= Tim Thornton (musician, born 1973) =

English musician, composer and novelist (born 1973)

Tim Thornton (born 1973) is an English musician, composer and novelist. He is best known as the drummer and guitarist for the English indie act Fink.

==Early life==
He was born in Darlington. After a boarding-school education, he completed a degree in drama.

==Musicianship==
In 2012, Thornton's music for the British short film Fish! was nominated for Best Score (Short Film) at the Idyllwild International Festival of Cinema and gained an Honorable Mention. In 2016 Thornton scored the music for another short film, The Five Wives and Lives of Melvyn Pfferberg, directed by Damian Samuels and starring Brooke D'Orsay and Callum Blue.

In 2006 Thornton was asked by a friend, singer/songwriter Fin Greenall of Fink, to contribute drums to the band's album Biscuits for Breakfast.

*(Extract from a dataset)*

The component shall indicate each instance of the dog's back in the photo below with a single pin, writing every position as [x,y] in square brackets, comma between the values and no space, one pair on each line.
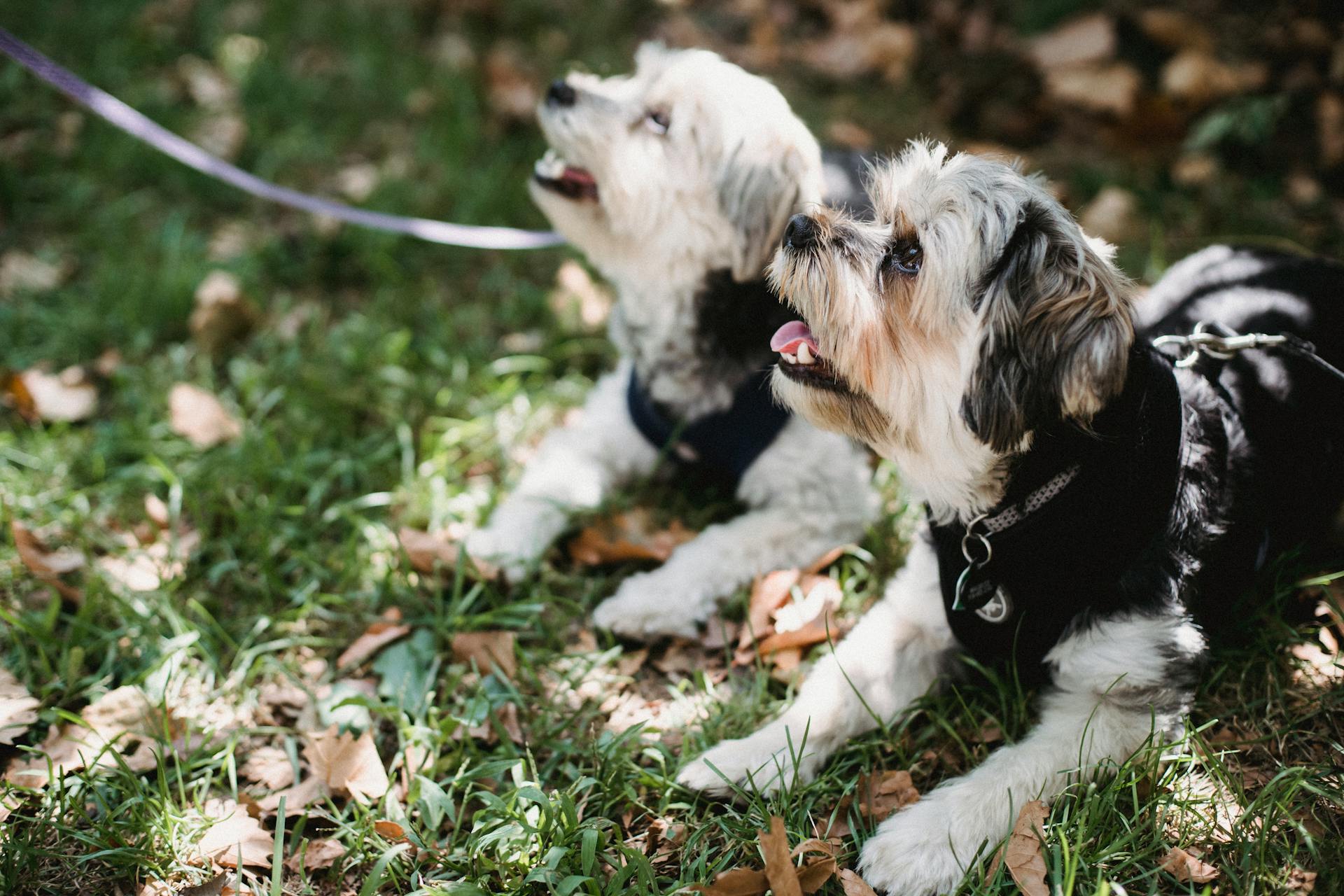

He has been the band's drummer ever since, appearing on six studio albums for Ninja Tune: Biscuits for Breakfast (2006), Distance and Time (2007), Sort of Revolution (2009), Perfect Darkness (2011), Hard Believer (2014) and Resurgam (2017). Perfect Darkness was described by the BBC as "a writhing, surprisingly meaty addition to the over-crowded singer-songwriter genre".

==Writing==
Thornton's debut novel The Alternative Hero (Jonathan Cape/Knopf, 2009) was described by The Guardian as "the indiest book of all time". It follows a young man's obsession with a band. His second novel, Death of an Unsigned Band, was published by Cape in July 2010. This also has a music-industry setting.

His third novel Felix Romsey's Afterparty was published by Unbound in Spring 2018.

Thornton is a regular blog contributor to The Huffington Post.